Monday, March 24, 2025

It's a Good Performance, I'll Grant You That

Can a movie with a strong opening and one great performance still be worthwhile despite a jumbled mess of a middle and final act? That's the question I've been wrestling with after watching Heretic.

This horror movie from last year is about two Mormon missionaries, Sister Barnes and Sister Paxton. When they knock at the door of the reclusive and mysterious Mr. Reed, and accept his invitation to come inside for his wife's blueberry pie, they quickly come to regret their decision when they become trapped in the house.
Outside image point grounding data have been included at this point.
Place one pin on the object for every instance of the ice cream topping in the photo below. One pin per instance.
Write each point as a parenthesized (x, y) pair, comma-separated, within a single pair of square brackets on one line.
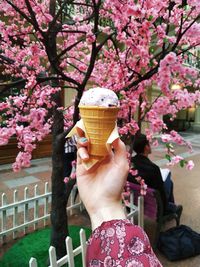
[(101, 97)]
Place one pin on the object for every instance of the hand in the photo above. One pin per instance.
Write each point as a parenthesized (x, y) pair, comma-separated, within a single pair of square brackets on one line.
[(101, 187)]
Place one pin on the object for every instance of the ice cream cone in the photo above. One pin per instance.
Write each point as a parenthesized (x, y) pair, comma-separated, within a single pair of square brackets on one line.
[(99, 123)]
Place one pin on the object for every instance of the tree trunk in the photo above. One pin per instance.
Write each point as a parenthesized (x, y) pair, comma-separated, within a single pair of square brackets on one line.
[(59, 223)]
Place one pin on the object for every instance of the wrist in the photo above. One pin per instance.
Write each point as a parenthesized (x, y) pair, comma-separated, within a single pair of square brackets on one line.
[(114, 211)]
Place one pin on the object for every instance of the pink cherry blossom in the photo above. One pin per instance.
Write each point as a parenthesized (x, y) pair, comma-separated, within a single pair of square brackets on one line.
[(190, 165)]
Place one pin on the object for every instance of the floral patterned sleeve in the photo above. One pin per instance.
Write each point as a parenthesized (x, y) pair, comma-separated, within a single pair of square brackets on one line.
[(120, 243)]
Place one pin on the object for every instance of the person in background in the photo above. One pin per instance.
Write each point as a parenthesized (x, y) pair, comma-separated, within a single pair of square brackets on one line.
[(69, 155), (115, 241), (151, 174)]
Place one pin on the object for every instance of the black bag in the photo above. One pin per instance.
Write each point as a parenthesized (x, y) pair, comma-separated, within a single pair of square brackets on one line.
[(179, 242)]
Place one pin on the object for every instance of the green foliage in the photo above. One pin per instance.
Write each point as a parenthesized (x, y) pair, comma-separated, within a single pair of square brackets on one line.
[(36, 245)]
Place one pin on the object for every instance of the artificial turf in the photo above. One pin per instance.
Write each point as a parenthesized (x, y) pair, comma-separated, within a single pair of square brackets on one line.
[(36, 245)]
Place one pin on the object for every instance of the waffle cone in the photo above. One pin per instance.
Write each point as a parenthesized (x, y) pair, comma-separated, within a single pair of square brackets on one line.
[(99, 123)]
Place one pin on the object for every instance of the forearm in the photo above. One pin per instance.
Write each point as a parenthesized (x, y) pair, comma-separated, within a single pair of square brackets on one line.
[(112, 212)]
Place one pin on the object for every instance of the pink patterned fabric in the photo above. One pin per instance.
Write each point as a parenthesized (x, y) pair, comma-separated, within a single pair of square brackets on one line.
[(120, 243)]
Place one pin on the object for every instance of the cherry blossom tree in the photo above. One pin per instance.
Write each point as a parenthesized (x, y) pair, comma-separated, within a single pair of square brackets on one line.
[(131, 47)]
An uncomfortable conversation about religion soon gives way to an ominous test of faith... and then far worse.

I think it's important to classify Heretic as a horror movie and not a suspense movie or thriller. Otherwise, the audience may find itself trapped just like its Mormon characters, having gone too far too escape a situation they didn't set out to find. Heretic is ultimately a gory movie in which its protagonists are menaced by a violent man -- and you really ought to be prepared for that going in.
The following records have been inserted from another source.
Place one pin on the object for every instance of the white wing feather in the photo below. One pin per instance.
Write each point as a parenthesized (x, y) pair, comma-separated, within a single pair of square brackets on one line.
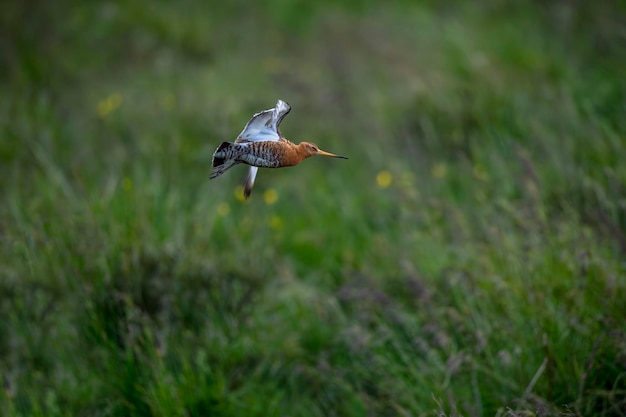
[(264, 125)]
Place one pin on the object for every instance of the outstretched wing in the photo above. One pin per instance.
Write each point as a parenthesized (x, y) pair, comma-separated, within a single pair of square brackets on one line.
[(264, 125)]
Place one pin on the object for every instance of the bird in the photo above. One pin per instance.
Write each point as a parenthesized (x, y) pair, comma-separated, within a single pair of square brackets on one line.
[(262, 145)]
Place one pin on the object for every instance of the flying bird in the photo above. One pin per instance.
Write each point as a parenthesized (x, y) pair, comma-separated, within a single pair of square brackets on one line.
[(261, 145)]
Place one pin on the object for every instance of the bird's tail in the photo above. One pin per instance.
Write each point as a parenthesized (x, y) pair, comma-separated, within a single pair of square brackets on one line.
[(222, 160)]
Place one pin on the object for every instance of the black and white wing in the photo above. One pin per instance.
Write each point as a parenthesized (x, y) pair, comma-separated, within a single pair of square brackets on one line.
[(264, 126)]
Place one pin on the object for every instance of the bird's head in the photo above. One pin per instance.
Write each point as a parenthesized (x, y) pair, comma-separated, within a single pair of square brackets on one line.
[(309, 149)]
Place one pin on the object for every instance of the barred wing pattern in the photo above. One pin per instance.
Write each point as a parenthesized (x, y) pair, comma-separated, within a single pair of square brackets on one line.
[(263, 126)]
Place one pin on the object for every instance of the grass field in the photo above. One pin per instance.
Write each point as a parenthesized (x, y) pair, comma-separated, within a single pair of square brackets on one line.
[(468, 259)]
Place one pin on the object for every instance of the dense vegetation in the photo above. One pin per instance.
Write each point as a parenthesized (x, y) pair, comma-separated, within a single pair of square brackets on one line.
[(468, 259)]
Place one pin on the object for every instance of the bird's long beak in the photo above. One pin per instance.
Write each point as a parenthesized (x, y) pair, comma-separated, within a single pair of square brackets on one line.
[(332, 155)]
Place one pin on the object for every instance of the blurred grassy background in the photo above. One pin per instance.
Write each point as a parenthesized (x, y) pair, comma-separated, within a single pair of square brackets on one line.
[(468, 259)]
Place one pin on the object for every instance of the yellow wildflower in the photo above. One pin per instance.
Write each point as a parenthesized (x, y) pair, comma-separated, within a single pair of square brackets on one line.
[(270, 196), (383, 179)]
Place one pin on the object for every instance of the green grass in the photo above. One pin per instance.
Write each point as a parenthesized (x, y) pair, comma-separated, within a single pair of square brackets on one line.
[(468, 259)]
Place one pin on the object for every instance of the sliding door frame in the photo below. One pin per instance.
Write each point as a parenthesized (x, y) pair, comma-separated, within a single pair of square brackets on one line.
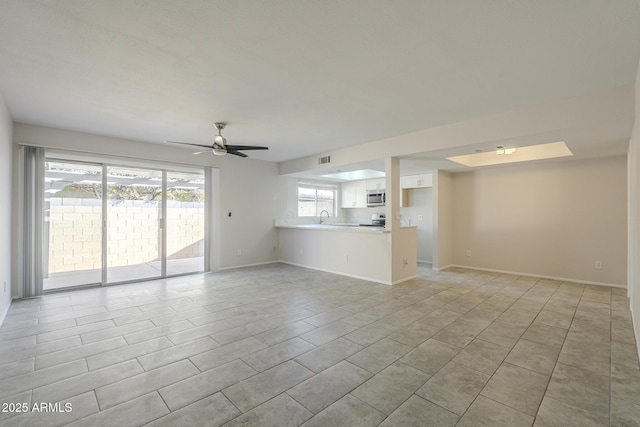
[(210, 189)]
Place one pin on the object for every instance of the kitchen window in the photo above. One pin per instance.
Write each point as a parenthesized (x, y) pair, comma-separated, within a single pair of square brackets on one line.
[(314, 198)]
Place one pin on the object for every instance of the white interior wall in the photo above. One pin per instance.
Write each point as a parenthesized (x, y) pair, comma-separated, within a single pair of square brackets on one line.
[(251, 190), (6, 178), (442, 208), (420, 213), (553, 219), (633, 162)]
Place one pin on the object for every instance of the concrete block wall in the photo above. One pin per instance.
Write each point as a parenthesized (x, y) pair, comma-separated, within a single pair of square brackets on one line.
[(132, 233)]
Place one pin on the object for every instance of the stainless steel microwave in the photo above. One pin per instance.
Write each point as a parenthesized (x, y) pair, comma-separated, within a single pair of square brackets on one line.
[(375, 198)]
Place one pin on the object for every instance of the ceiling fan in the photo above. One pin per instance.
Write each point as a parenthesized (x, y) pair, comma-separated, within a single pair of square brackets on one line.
[(220, 146)]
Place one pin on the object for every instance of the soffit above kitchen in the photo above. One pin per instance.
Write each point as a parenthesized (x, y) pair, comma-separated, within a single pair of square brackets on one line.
[(305, 77)]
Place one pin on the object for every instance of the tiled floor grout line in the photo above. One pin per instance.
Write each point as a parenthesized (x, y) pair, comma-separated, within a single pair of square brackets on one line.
[(472, 283)]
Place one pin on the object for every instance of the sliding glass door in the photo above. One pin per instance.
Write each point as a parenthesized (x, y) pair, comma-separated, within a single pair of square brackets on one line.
[(185, 222), (134, 209), (109, 224), (72, 241)]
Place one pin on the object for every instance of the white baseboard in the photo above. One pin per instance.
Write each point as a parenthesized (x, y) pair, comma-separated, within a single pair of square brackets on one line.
[(541, 276), (443, 268), (369, 279), (245, 265)]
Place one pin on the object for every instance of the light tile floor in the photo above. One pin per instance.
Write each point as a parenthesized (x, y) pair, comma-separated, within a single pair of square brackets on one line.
[(286, 346)]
But I don't think the movie presents that way at all in its summary, nor does it seem to be unfolding that way for the first 30 to 45 minutes. At first the movie's villain, Mr. Reed, comes off as an intellectual "Jigsaw killer," a lightning-fast mind who has thought of everything and has the created the perfect cerebral trap from which his victims can't escape. And for my money, this is when the movie is at its best.

Before the blood starts flying, Heretic actually makes excellent points about religion -- and even allows one of its missionary protagonists to make excellent counterpoints. There's just the right amount of moral debate on display, and it's perfectly woven into an unsettling and tense situation where you feel like anything could happen next. Strangely, Mr. Reed seems to me to be at his most menacing before he actually does anything. His bark is so deliciously malign than his bite seems less interesting to me. Plus, Heretic's plot twists -- of which there are several -- grow increasingly far-fetched. If you like a movie willing to take big swings, you'll probably be with Heretic all the way. But I was missing the early cat-and-mouse tension long before the end credits rolled.

It's likely the reason I found Heretic's first half-or-so so compelling is because of the casting of Mr. Reed. Hugh Grant delivers an absolutely amazing performance. I'm hard-pressed to think of a more compelling "mannered villain" since Anthony Hopkins' indelible take on Hannibal Lecter in The Silence of the Lambs. He puts the perfect spin on Reed -- a mix of professorial elitism and bottled menace. You wouldn't need to know you were watching a horror movie, wouldn't need the dramatic music heightening the danger, to feel that this character was a looming threat. You just feel like he's a predator playing with his food.

Heretic is nearly a "three-hander" play, and so it's worth praising the other two performers in the mix. Sophie Thatcher is good as Sister Barnes, the more strong-willed of the missionaries whose answer to this terrible situation is "fight." Chloe East is also good as Sister Paxton, her timid partner whose initial answer is "flight." In any case, Hugh Grant's already-great performance is made better still by having two good scene partners to work with.

Ultimately, Heretic lost me. I'd only give it a C, and normally I wouldn't have even bothered to blog about it. But it starts so good, and Hugh Grant's villainous performance was so exciting to me, that I felt compelled to at least partially praise it. Perhaps fans of the right horror subgenre -- a wilder, weirder one -- will like it. Perhaps going into it with more properly calibrated expectations would help too. In short... perhaps this is for you?